Bill getting away from the religious nutter and back to the science of the original post topic

I sort of posted the lessons we have learnt from all the post 2008 experiments and the universe landscape that points to.

Sascha Vongehr looks like he is also starting a series on it but I do have some reservations on his article and I find his language well difficult

http://www.science20.com/alpha_meme/self..._physics-115762


To me he has also left out one important piece of our knowledge as well that is that the universe itself is an observer and this puts interesting constrains on many world interpretations.


I also feel he overlooks the importance of entanglement which is sort of the area I took you to task on and I will explain.

The realization that QM was much deeper level in the universe than was previously ever considered had a profound effect on our thinking and experimental testing post 2008

- Entanglement was realized to be a simple property of the universe and thus it was followed you should be able to entangle matter and light with each other something that earlier QM era's would have never considered.

The hundreds of experiments now confirming that alone has profound implications because when we think about light and matter you don't think of them sharing any properties, really we don't think of them being in any way alike at all and yet here they are sharing a property.

The fact you can cross entangle them tells you the most important thing that they have the same physics underpinning them the QM description of light is the same as the QM description of matter.

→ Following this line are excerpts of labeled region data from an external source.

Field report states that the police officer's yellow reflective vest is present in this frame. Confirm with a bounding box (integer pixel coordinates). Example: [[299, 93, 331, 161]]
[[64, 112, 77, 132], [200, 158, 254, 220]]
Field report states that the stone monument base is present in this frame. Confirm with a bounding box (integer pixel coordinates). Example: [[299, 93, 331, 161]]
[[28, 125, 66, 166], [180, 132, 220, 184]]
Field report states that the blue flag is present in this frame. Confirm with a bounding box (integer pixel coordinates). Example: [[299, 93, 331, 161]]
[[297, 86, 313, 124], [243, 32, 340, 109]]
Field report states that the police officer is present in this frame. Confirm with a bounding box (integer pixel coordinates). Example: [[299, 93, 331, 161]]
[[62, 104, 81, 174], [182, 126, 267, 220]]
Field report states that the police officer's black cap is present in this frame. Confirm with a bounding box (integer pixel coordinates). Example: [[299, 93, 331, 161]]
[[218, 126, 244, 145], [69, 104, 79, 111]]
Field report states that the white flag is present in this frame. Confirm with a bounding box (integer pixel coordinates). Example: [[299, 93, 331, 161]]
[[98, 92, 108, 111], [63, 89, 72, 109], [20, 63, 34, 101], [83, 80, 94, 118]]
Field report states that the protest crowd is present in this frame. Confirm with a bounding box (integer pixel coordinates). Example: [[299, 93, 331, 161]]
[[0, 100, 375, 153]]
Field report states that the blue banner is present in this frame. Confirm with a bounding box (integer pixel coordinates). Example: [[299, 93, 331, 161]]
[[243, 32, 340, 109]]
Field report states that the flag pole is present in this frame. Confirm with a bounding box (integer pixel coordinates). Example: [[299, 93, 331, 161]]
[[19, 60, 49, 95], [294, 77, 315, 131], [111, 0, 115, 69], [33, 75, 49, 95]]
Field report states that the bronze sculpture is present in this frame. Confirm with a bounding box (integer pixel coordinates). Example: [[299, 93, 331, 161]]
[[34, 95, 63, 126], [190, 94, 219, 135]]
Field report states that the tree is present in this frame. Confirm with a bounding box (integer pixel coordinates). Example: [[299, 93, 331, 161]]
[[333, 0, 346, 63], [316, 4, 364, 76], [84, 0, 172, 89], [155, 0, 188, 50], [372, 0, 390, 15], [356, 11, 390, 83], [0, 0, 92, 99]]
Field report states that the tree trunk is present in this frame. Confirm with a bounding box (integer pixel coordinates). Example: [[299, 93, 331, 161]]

That is very important because it directly lead to the next realization that you were not going to be able to simply crush QM out of existence in large scale matter which earlier science had thought.

So now rack your brain how many other properties can you come up with that are shared between matter and light?

I will leave it there for now and see what your thoughts are before moving along.


I believe in "Evil, Bad, Ungodly fantasy science and maths", so I am undoubtedly wrong to you.